How can Carpal Tunnel be treated?
In many cases the CTS can be successfully treated conservatively without the need for surgery. Having a consultation with physiotherapist or occupational therapist specialising in Hand therapy is usually a good first step. They can assess you and suggest a plan to improve your condition. Sometimes an application of steroid injection in conjunction with the hand therapy helps as well. If after few sessions your progress is not optimal and your symptoms persist an orthopaedic review is usually recommended.
The Hand Therapy experts in our clinic have successfully treated many clients with the carpal tunnel syndrome both conservatively and after the Carpal tunnel release surgery.
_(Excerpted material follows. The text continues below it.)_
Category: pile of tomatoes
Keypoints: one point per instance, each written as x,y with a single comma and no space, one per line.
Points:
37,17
The treatment techniques we offer include a combination of:
- myofascial release / soft tissue techniques on your forearm and wrist but also your neck and shoulder area as these are often related to the CTS symptoms
- wrist and elbow mobilisation
- median nerve gliding exercises
- ergonomic advise
- sensory re-education if indicated
- splinting for night
If you are after CTS surgery we would usually also add:
- oedema management
- scar work once the scar is closed and ready
- range of movement and strengthening exercises
Can Carpal Tunnel be prevented?
In many cases the symptoms of carpal tunnel syndrome can be indeed prevented. Correct posture, especially of your upper body, will play a big role in keeping the flare ups at bay, especially if your work involves a lot of repetitive hand and wrist movements. Taking regular breaks, doing few gentle stretches and nerve gliding exercises will make a big difference as well as having your work station set up correctly regardless if you are working in the office or on a building site.